Mike dressed like a door. Sorry for the animation, scroll down and it'll go away
To get to Flores, we booked a tour from Palenque Mexico which included a bus ride to the river that serves as the natural border between Mexico and Guatemala, a boat ride up the river (in the most unstable boat I've ever been in), and a bus ride from the Guatemalan side of the river directly to Flores. I suppose it's possible to book all this transit individually, but going through the tour agency sure saved a lot of hassle, and wasn't really that expensive.
A very long and narrow boat
What Is There To Do?
There's not much going on in Flores itself. The town was built for the express purpose of shuttling tourists out to the Tikal Ruins. We'll write more about Tikal in an upcoming post.
You can swim in the lake, but be warned the water is warm... bordering on hot. We jumped in one afternoon trying to escape the heat and were somewhat disappointed. On a cool overcast day, it would be awesome though.
Ye Old Swimming Hole
There are boat shuttles that will take you to a small island with a museum, a beach, and an animal rehabilitation centre. We didn't do any of these, but the option was there.

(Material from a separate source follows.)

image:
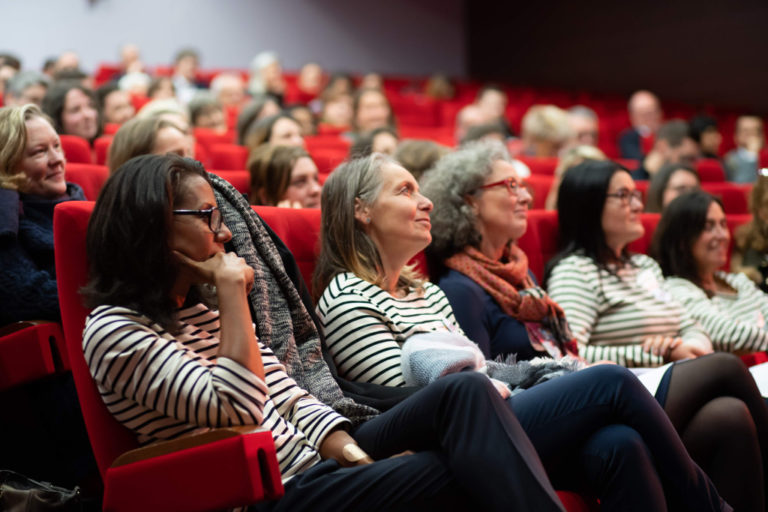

At the very top of the island exists a church overlooking a park. The church itself was by far the tallest structure built at the highest point on the island. After asking around in our really bad Spanish, we managed to find the priest and ask him if we could go to the top of the church to take some photos. He agreed, and the three of us, along with a local parishioner who had apparently never thought of asking to do the same, made our way up. The view was the best on the island. And we had a good time trying to converse with our two companions.
View from the Church
We only spent two nights in Flores, and that was enough for us. It was a nice enough, but if we were to do it over again, we probably would spend only one night in Flores, and the second in Tikal. As it turns out there are a few places offering accommodation in Tikal for a lower price than we could find in Flores. There is also the possibility of finding late night or early morning tours through the Tikal Ruins outside of the peak tourist hours when the park is closed to the public. Watching a sunset or sunrise from the top of the ruins would have been impressive.
Flores is known as the town of painted doors (maybe just to us?) and is located on an island that was supposedly once occupied by the Itzas after they abandoned Chichen Itza. Today, there is absolutely no sign that the island was ever occupied by the Itzas. Instead, the place is filled with expensive hotels, restaurants, and travel agencies.